A decline in other aspects of cognition, such as word-finding, vision/spatial issues, and impaired reasoning or judgment, may also signal the very early stages of Alzheimer’s disease. Scientists are looking to see whether brain imaging and biomarker studies, for example, of people with MCI and those with a family history of Alzheimer’s, can detect early changes in the brain like those seen in Alzheimer’s. Initial studies indicate that early detection using biomarkers and imaging may be possible, but findings will need to be confirmed by other studies before these techniques can be used to help with diagnosis in everyday medical practice.
These and other studies offer hope that someday we may have tools that could help detect Alzheimer’s early, track the course of the disease, and monitor response to treatments.
Early-onset Alzheimer’s disease occurs in people age 30 to 60 and represents less than 5 percent of all people with Alzheimer’s. Most cases are caused by an inherited change in one of three genes, resulting in a type known as early-onset familial Alzheimer’s disease, or FAD. For others, the disease appears to develop without any specific, known cause.
A child whose biological mother or father carries a genetic mutation for early-onset FAD has a 50/50 chance of inheriting that mutation. If the mutation is in fact inherited, the child has a very strong probability of developing early-onset FAD.
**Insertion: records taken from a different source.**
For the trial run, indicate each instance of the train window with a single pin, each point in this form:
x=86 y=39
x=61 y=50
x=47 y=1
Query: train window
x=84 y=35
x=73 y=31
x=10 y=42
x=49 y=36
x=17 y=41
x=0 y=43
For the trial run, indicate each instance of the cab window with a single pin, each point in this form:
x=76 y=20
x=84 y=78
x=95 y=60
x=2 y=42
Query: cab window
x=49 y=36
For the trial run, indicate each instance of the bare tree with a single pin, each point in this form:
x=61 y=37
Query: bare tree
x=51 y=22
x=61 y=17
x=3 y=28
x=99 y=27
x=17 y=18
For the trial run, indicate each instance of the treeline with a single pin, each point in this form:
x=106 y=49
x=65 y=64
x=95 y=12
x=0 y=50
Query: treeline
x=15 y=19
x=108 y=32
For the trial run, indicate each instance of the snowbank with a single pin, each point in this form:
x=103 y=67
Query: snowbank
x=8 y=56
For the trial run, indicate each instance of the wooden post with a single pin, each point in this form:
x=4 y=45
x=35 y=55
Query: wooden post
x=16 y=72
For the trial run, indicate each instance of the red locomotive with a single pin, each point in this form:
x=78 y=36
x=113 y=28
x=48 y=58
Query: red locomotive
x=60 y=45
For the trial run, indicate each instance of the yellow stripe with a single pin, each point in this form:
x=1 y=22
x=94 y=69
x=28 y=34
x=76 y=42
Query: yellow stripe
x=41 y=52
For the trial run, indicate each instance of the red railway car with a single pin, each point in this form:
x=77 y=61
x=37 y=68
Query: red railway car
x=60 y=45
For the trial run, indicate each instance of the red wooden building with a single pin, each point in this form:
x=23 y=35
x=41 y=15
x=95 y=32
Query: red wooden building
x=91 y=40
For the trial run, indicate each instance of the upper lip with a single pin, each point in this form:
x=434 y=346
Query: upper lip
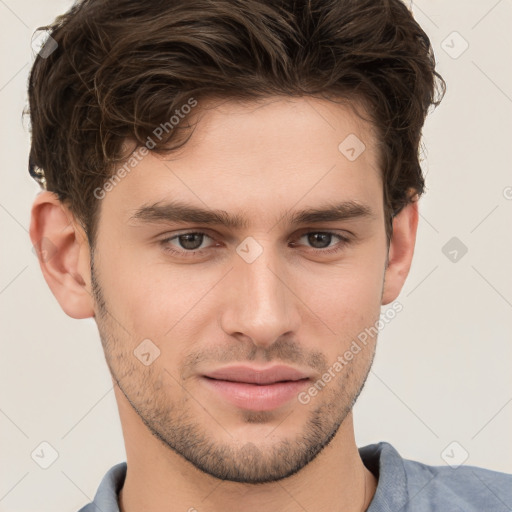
x=254 y=375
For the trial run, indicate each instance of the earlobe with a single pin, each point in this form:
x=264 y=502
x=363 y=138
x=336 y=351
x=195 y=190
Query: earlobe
x=64 y=256
x=401 y=250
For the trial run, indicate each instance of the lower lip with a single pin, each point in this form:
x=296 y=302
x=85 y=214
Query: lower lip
x=257 y=397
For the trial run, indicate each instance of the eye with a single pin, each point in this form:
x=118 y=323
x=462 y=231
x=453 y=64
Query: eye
x=190 y=244
x=321 y=241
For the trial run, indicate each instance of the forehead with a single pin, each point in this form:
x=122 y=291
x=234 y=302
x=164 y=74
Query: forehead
x=260 y=157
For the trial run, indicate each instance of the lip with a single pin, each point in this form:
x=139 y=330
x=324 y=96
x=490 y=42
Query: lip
x=255 y=375
x=256 y=389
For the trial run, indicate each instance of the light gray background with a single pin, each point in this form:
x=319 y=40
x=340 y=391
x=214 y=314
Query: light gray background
x=442 y=370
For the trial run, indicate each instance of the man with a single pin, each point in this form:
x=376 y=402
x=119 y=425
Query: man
x=232 y=193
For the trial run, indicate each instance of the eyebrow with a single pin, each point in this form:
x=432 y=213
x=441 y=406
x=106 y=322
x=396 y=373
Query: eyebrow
x=179 y=212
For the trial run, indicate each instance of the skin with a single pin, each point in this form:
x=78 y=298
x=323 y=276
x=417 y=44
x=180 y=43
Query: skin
x=186 y=447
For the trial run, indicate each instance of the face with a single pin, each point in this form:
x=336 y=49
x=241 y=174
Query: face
x=199 y=315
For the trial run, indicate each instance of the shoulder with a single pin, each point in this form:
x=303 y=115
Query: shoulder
x=408 y=485
x=467 y=488
x=106 y=499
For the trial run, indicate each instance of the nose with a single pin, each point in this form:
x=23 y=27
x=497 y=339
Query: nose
x=259 y=301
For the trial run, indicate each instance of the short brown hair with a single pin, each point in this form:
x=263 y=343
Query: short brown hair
x=122 y=68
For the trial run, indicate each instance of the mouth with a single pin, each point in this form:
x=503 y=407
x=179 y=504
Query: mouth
x=256 y=389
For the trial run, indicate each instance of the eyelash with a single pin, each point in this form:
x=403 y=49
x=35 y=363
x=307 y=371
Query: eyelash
x=191 y=254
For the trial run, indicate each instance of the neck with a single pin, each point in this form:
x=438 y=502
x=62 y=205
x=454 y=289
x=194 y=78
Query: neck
x=336 y=480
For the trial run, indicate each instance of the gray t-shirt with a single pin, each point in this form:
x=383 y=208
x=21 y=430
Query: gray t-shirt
x=403 y=486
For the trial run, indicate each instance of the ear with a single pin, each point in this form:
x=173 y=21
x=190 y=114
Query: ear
x=64 y=254
x=401 y=249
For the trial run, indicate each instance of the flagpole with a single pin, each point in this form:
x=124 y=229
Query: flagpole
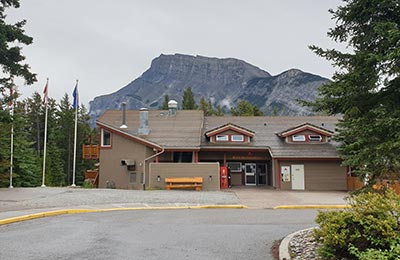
x=12 y=138
x=76 y=104
x=45 y=135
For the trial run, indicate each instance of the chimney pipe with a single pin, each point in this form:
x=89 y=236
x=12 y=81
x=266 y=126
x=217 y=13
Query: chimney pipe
x=123 y=116
x=172 y=107
x=144 y=122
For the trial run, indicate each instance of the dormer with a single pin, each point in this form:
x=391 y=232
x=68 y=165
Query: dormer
x=306 y=133
x=230 y=134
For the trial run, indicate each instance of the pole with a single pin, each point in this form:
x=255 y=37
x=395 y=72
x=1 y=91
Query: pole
x=12 y=145
x=76 y=104
x=45 y=136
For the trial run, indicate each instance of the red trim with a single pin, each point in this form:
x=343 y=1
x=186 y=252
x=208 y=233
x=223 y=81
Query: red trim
x=229 y=149
x=303 y=128
x=278 y=174
x=229 y=127
x=306 y=159
x=224 y=159
x=101 y=140
x=171 y=150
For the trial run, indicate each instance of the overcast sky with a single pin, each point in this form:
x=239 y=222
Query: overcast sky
x=107 y=44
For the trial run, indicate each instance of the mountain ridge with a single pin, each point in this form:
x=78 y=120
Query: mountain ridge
x=223 y=81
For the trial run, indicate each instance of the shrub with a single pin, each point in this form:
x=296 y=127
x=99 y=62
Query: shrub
x=370 y=229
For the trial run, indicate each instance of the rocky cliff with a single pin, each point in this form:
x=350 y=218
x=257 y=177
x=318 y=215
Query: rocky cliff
x=223 y=81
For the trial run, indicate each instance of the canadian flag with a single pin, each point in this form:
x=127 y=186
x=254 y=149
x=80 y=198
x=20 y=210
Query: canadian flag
x=45 y=92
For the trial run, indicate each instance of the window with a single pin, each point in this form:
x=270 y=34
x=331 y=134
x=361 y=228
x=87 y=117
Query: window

Early-onset FAD is caused by any one of a number of different single-gene mutations on chromosomes 21, 14, and 1. Each of these mutations causes abnormal proteins to be formed. Mutations on chromosome 21 cause the formation of abnormal amyloid precursor protein (APP). A mutation on chromosome 14 causes abnormal presenilin 1 to be made, and a mutation on chromosome 1 leads to abnormal presenilin 2.
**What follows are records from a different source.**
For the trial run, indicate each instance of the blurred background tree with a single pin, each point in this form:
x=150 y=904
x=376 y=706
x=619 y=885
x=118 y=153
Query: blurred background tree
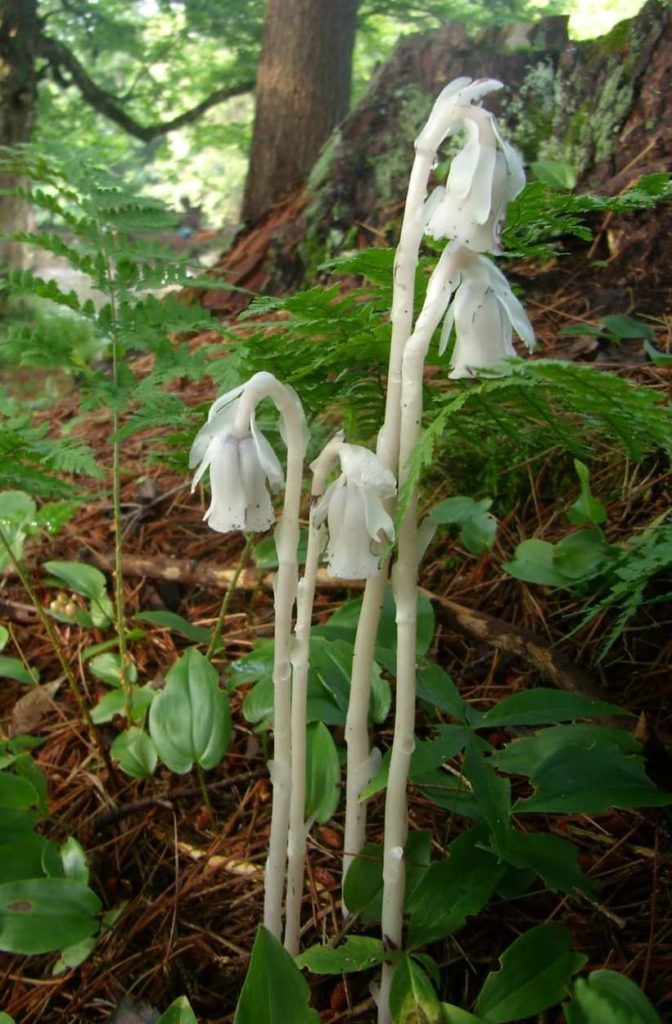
x=163 y=89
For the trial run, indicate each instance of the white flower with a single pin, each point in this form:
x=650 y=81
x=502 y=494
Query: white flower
x=485 y=312
x=240 y=468
x=358 y=521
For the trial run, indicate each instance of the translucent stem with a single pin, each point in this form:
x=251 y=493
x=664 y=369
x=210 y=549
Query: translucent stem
x=231 y=590
x=405 y=582
x=357 y=725
x=260 y=386
x=298 y=828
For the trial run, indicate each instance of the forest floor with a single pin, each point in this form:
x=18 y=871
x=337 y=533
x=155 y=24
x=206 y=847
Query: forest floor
x=189 y=882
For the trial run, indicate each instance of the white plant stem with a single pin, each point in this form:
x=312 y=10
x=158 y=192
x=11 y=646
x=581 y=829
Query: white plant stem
x=405 y=582
x=298 y=827
x=261 y=386
x=360 y=762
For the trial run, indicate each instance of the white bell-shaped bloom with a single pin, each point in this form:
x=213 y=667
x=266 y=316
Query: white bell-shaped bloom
x=358 y=521
x=485 y=175
x=485 y=312
x=242 y=468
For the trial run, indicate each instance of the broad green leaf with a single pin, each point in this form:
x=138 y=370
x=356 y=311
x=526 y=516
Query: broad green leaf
x=412 y=995
x=534 y=562
x=15 y=823
x=357 y=953
x=492 y=794
x=344 y=622
x=41 y=915
x=543 y=706
x=257 y=665
x=453 y=890
x=53 y=515
x=11 y=668
x=258 y=705
x=171 y=621
x=178 y=1012
x=658 y=358
x=275 y=991
x=73 y=955
x=607 y=995
x=553 y=858
x=17 y=511
x=21 y=857
x=323 y=774
x=478 y=535
x=331 y=662
x=477 y=526
x=26 y=766
x=525 y=755
x=575 y=780
x=452 y=793
x=81 y=579
x=364 y=883
x=534 y=974
x=454 y=1015
x=74 y=861
x=580 y=555
x=555 y=173
x=587 y=510
x=190 y=720
x=108 y=668
x=113 y=704
x=435 y=687
x=135 y=753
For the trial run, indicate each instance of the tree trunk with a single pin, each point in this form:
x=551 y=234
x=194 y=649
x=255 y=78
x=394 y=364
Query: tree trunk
x=18 y=31
x=303 y=90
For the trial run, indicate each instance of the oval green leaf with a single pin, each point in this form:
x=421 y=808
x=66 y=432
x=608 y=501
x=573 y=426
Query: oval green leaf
x=534 y=975
x=190 y=720
x=275 y=991
x=41 y=915
x=135 y=753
Each of these mutations plays a role in the breakdown of APP, a protein whose precise function is not yet fully understood. This breakdown is part of a process that generates harmful forms of amyloid plaques, a hallmark of the disease.
Critical research findings about early-onset Alzheimer’s have helped identify key steps in the formation of brain abnormalities typical of the more common late-onset form of Alzheimer’s. Genetics studies have helped explain why the disease develops in people at various ages.
NIA-supported scientists are continuing research into early-onset disease through the Dominantly Inherited Alzheimer Network (DIAN), an international partnership to study families with early-onset FAD. By observing the Alzheimer’s-related brain changes that occur in these families long before symptoms of memory loss or cognitive issues appear, scientists hope to gain insight into how and why the disease develops in both its early- and late-onset forms.
In addition, an NIA-supported clinical trial in Colombia, South America, is testing the effectiveness of an amyloid-clearing drug in symptom-free volunteers at high risk of developing early-onset FAD.